Operating Systems: Peterson's solution

Question

I am trying to understand the peterson's solution for synchronisation. For reference, I am attaching the source of reading:

This is from the wikipedia page. Now, Let's say P1 wants to enter the critical section. It sets flag1 = true and turn=0. If P0 is already in its critical section, P1 will continuously wait in its while loop while(flag[0] == true && turn ==0) as flag[0] = true. My doubt is:

1. What will happen in the case: P1 is executing its while loop and when P0 just tries to enter the critical section and executed the line flag[0] = true . Due to some reason, it couldnt't execute the next line and terminated. In this, flag[0] is also true and turn is also 0. P1 unnecessarily waits while no process is inside the critical section.
2. Why it needs to check for the turn variable. Why not only this: while(flag[0]== true) As soon as P0 will leave from critical section, flag[0] = false and P1 will be able to enter.
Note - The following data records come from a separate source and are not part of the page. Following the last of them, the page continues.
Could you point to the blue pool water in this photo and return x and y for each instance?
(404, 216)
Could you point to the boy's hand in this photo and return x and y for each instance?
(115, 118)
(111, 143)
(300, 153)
I am little confused in this synchronisation problem, any help will be appreciated.

Answer 1

2. Why it needs to check for the turn variable. Why not only this: while(flag[0]== true) As soon as P0 will leave from critical section, flag[0] = false and P1 will be able to enter

If you were to use just flag[0] and flag[1] it would lead to a deadlock. Let us consider P0 sets the flag[0] = true and goes ahead to check the condition in while loop. Before P0 can load the flag[1] value in a register for comparison, P1 sets flag[1] = true. So now P0 loads the value true and will keep waiting and since the flag[0] too is true and P0 is stuck in the while loop, P1 too will wait on the while loop. This is a deadlock condition since both are waiting for the other to change the flag value to false.

1. What will happen in the case: P1 is executing its while loop and when P0 just tries to enter the critical section and executed the line flag[0] = true . Due to some reason, it couldnt't execute the next line and terminated. In this, flag[0] is also true and turn is also 0. P1 unnecessarily waits while no process is inside the critical section.

For this question I don't think P0 terminating abruptly proves the implementation of the Peterson's solution for synchronization to be wrong. It is flaw in the program and any buggy code could lead to such a deadlock condition.